Une autre opération intitulée « janvier sobre »

Côté belge, pour le directeur de la Fondation contre le cancer, Didier Vander Steichel, « la décision du gouvernement français est surprenante, nous y voyons l’influence plus que probable des lobbys vinicoles et la déplorons. D’autant qu’il ne s’agit pas d’exclure définitivement la consommation d’alcool, mais plutôt d’amener les consommateurs à réfléchir à son impact et à mieux la contrôler. Je suis surpris de voir un chef d’Etat se prononcer contre une initiative de promotion de la santé publique ! ».

L’alcool est un grave problème de santé publique, martèle Amine Benyamina, président de la Fédération française d’addictologie, qui rappelle les 41 000 décès liés à l’alcool, la banalisation des « bitures express » chez les jeunes. Sans compter le fardeau sanitaire et social associé : accidents, violences, suicides, passages aux urgences. Bien que le volume d’alcool pur diminue depuis les années 1960 (il est de 11,5 litres par habitant en 2018), la France reste parmi les pays les plus consommateurs du monde, au 6e rang des 34 pays de l’OCDE.

Autre opération qui peut semer la confusion, Janvier sobre a été lancée en septembre par Laurence Cottet, patiente experte en addictologie. « L’objectif est de se questionner sur sa consommation, chacun adaptant ce défi à sa manière, en respectant les repères », souligne-t-elle. Quasiment le même argument que le Dry January à la française.

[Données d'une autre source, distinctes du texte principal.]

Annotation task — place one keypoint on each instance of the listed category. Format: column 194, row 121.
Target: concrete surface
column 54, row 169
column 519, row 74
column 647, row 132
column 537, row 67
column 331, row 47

« Ce n’est pas la même chose, explique Michel Reynaud, président du collectif Fonds Actions Addictions, cette opération est dangereuse, car, en incitant à respecter les repères de consommation, cela laisse entendre que c’est la norme. » « Ce sujet est bien trop grave pour qu’il ne soit pas clivant », insiste Laurence Cottet, rappelant qu’elle n’a aucun lien avec l’industrie. Pour Guylaine Benech, « ces deux opérations n’ont rien à voir. Le message de Janvier sobre est grosso modo celui des acteurs de la filière économique, consistant à promouvoir une consommation d’alcool dite “responsable” ». Pourtant, le risque de développer certaines pathologies existe dès le premier verre, souligne l’Organisation mondiale de la santé.